The Fall of King Coal (Mother Jones)

"A mascot of the coal industry's worst excesses, Blankenship pumped millions of dollars into West Virginia's political system to promote an anti-regulatory agenda and curry favor with state lawmakers and officials. But Massey's pursuit of profits at any cost ultimately proved to be Blankenship's downfall. When, on April 5, 2010, an explosion at Massey's Upper Big Branch mine killed 29 workers—the worst mining disaster in the United States in 40 years—prosecutors began slowly building a case against the powerful mogul ... The irony is that, even at the nadir of Blankenship's power, his ideology is ascendant."

Cell phone lobby win means 'more people will die' (The Center for Public Integrity)

"More than 10,000 people, who would otherwise be saved, die every year when calling 911 from a cellphone because emergency dispatchers can't get a quick and accurate location on them, the Federal Communications Commission calculated, when it proposed new 911 location rules last year for wireless phones. The problem isn't the dispatchers, police officers or firefighters who respond to the emergency calls. The failure is that the technologies used by wireless carriers — like industry giants AT&T Inc. and Verizon Communications Inc. — fail repeatedly to locate indoor callers."

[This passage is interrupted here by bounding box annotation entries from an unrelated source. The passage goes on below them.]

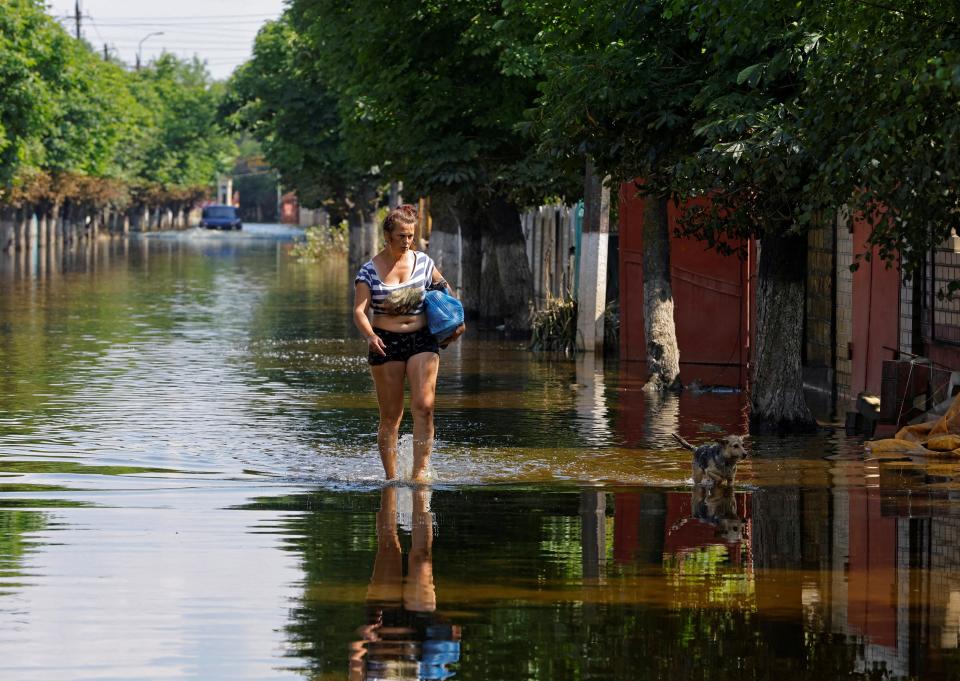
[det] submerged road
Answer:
[0,230,960,679]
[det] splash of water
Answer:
[397,433,437,483]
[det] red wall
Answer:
[850,215,900,395]
[620,183,754,388]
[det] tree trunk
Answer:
[0,206,17,253]
[750,227,817,433]
[643,196,682,391]
[478,196,533,331]
[441,197,480,319]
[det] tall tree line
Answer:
[224,0,960,431]
[0,0,234,251]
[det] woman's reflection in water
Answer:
[350,486,460,681]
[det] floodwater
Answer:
[0,226,960,681]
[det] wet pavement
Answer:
[0,226,960,680]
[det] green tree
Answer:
[221,15,381,261]
[800,0,960,278]
[524,0,705,390]
[289,0,580,326]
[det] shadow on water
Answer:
[0,228,960,680]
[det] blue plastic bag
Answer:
[423,291,463,343]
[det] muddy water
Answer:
[0,226,960,679]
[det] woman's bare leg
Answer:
[370,362,407,480]
[407,352,440,482]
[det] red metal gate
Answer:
[620,182,755,388]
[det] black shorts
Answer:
[367,327,440,367]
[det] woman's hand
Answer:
[440,324,467,348]
[367,333,387,357]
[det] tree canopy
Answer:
[0,0,234,211]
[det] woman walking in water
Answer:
[353,204,459,482]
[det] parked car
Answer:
[200,206,243,229]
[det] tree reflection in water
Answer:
[350,485,460,681]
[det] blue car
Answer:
[200,206,243,229]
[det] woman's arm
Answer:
[430,265,456,298]
[353,281,387,356]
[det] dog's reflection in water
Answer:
[350,486,460,681]
[690,485,746,542]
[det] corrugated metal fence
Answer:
[520,204,583,310]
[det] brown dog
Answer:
[673,433,747,485]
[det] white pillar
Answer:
[577,160,610,352]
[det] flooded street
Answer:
[0,225,960,681]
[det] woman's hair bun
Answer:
[383,203,420,234]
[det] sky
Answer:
[46,0,284,79]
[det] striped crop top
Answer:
[353,251,434,315]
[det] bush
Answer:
[291,224,348,260]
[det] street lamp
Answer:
[137,31,163,71]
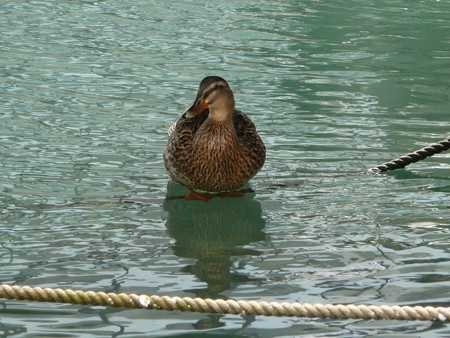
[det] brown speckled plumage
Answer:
[164,76,266,192]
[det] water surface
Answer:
[0,0,450,337]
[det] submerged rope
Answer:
[0,284,450,321]
[368,137,450,173]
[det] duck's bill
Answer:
[186,100,208,118]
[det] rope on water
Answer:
[0,284,450,321]
[368,137,450,173]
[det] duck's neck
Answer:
[209,93,235,122]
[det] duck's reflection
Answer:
[164,182,265,298]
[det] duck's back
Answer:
[164,110,265,191]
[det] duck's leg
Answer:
[184,189,217,202]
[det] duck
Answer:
[163,76,266,201]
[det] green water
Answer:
[0,0,450,337]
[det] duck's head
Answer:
[186,76,234,120]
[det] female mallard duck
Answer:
[164,76,266,199]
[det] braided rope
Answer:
[368,137,450,173]
[0,284,450,321]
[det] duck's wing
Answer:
[233,110,266,167]
[167,109,209,138]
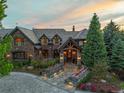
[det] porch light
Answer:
[6,54,10,58]
[60,56,63,60]
[72,51,76,55]
[29,54,33,57]
[69,49,71,52]
[77,56,81,60]
[84,40,87,43]
[65,82,74,90]
[64,51,67,55]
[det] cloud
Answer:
[4,0,124,30]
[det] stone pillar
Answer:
[77,50,81,64]
[60,51,64,63]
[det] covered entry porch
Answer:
[60,38,81,64]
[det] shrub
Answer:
[31,59,58,69]
[120,82,124,89]
[79,72,92,83]
[12,61,31,68]
[0,61,13,76]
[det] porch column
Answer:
[77,50,81,65]
[60,51,64,63]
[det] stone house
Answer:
[0,26,88,63]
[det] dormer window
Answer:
[15,38,24,46]
[53,35,61,45]
[41,35,48,45]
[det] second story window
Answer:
[15,38,24,46]
[53,36,60,45]
[41,36,48,45]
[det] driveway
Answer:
[0,72,92,93]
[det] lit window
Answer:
[41,36,48,45]
[15,38,24,46]
[53,36,60,45]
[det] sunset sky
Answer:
[3,0,124,30]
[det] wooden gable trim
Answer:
[10,27,34,44]
[39,34,49,40]
[52,34,62,40]
[59,37,81,50]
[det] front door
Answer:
[13,52,27,60]
[64,49,77,64]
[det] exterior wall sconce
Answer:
[60,56,64,60]
[6,54,11,58]
[84,40,87,43]
[29,54,33,58]
[77,56,81,60]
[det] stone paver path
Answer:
[0,72,68,93]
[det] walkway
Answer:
[0,72,91,93]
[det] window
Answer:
[53,36,60,45]
[13,52,26,59]
[79,41,83,46]
[15,38,24,46]
[41,36,48,45]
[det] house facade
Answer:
[0,27,88,64]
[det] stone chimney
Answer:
[72,25,75,31]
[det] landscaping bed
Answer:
[78,83,120,93]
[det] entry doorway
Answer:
[63,49,77,64]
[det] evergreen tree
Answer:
[82,14,107,68]
[103,20,119,63]
[0,0,13,76]
[110,32,124,70]
[0,0,7,28]
[0,35,13,76]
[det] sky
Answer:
[3,0,124,30]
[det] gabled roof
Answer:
[0,26,88,44]
[58,37,80,50]
[12,26,38,44]
[74,29,88,39]
[33,29,87,43]
[0,29,13,38]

The Untold Story of the Texas Biker Gang Shoot-Out (GQ)

"'The city of Waco is looking at paying out hundreds of millions of dollars,' says Michael White, Wilson's attorney. 'I don't think we've ever seen something on the scale of 175-plus people being arrested for something they did not do.' To survive the storm, the city's legal strategy seems to be to pressure the Waco 177 into pleading guilty to minor infractions for time served; this would preclude the bikers from being able to sue for wrongful imprisonment."

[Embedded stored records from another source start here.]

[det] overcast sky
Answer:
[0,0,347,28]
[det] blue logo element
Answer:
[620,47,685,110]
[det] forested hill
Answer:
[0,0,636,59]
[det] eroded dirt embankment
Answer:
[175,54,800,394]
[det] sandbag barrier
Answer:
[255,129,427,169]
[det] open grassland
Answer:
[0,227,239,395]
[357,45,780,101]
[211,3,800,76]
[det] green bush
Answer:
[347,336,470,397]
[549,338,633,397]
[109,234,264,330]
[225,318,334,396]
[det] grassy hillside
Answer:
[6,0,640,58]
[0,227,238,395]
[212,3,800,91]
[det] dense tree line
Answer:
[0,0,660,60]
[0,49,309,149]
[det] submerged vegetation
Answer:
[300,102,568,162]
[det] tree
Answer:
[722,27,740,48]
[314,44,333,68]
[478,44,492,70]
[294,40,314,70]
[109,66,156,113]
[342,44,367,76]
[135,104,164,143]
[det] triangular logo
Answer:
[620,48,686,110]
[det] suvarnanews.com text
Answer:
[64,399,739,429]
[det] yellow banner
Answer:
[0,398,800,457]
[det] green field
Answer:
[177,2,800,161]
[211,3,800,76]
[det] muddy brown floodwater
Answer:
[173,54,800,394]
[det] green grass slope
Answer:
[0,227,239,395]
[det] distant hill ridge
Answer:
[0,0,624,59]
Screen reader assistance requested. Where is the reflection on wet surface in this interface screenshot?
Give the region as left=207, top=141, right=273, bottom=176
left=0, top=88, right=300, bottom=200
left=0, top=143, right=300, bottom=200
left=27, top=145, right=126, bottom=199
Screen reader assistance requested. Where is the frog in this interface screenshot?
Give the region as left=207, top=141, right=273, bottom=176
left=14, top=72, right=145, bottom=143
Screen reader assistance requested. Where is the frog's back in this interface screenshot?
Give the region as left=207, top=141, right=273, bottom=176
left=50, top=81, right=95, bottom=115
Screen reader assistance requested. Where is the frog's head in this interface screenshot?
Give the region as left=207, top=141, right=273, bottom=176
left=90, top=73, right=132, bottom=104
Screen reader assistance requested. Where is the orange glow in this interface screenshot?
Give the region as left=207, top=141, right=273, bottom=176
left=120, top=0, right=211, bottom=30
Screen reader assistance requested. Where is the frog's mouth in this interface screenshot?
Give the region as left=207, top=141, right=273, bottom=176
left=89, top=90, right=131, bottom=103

"They Told Me It Never Happened" (BuzzFeed News)

"After a cursory investigation of the claim they compelled her to file, the police abruptly concluded Lara was lying about being raped and arrested her. ...Internal documents and recordings of private meetings obtained by BuzzFeed News, none of which have previously been made public, show how grievously the police botched their investigation from start to finish, allowing their beliefs about sexual assault to influence the way they pursued the case."

Alabama Demands Voter ID—Then Closes Driver's License Offices In Black Counties (TPM Muckraker)

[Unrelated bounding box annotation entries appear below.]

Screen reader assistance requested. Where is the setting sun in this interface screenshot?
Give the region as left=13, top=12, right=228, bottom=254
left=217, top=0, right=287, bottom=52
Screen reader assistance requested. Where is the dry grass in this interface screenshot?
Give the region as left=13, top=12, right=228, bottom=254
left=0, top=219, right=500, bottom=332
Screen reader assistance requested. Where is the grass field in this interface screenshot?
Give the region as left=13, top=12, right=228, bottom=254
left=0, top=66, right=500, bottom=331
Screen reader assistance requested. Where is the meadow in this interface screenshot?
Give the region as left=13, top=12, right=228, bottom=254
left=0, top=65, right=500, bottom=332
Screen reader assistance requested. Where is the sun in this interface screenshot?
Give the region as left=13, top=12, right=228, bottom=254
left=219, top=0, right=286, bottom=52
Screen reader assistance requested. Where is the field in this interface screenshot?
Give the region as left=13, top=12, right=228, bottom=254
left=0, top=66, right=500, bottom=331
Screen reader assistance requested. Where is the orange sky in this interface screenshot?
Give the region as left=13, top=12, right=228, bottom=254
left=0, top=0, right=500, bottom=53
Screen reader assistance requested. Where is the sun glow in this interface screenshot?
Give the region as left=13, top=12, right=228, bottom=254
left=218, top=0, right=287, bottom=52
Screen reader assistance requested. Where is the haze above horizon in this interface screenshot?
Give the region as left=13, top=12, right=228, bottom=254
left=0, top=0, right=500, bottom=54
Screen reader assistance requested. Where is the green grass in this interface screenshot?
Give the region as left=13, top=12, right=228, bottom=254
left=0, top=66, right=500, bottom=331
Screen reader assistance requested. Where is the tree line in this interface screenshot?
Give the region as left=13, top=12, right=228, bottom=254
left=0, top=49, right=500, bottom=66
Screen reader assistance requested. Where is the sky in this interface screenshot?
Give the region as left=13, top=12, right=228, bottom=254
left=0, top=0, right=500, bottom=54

"Facing a budget crisis, Alabama has shuttered 31 driver's license offices, many of them in counties with a high proportion of black residents. Coming after the state recently put into effect a tougher voter ID law, the closures will cut off access — particularly for minorities — to one of the few types of IDs accepted."

Illinois and Cook County reconsider profits from inmate phone calls (Chicago Reporter)

"'It's expensive to police and cage millions of people. So what they're doing is shifting the responsibility onto the backs of the people they're policing and caging,' said Paul Wright, a former inmate and executive director of the Human Rights Defense Center, a national organization based in Florida. 'They can't monetize human contact.' Such criticisms have led the FCC and some Illinois legislators to consider either reducing or eliminating commissions collected by prisons."

Secret Service Tried to Discredit U.S. Lawmaker (Associated Press)

"An assistant director suggested leaking embarrassing information to retaliate against Rep. Jason Chaffetz, R-Utah, chairman of the House oversight committee. The actions by the employees could represent criminal violations under the U.S. Privacy Act, said the report by the Homeland Security Department's inspector general, John Roth."

DEA agents kept jobs despite serious misconduct (USA Today)

"Lawmakers expressed dismay this year that the drug agency had not fired agents who investigators found attended 'sex parties' with prostitutes paid with drug cartel money while they were on assignment in Colombia. The Justice Department also opened an inquiry into whether the DEA is able to adequately detect and punish wrongdoing by its agents."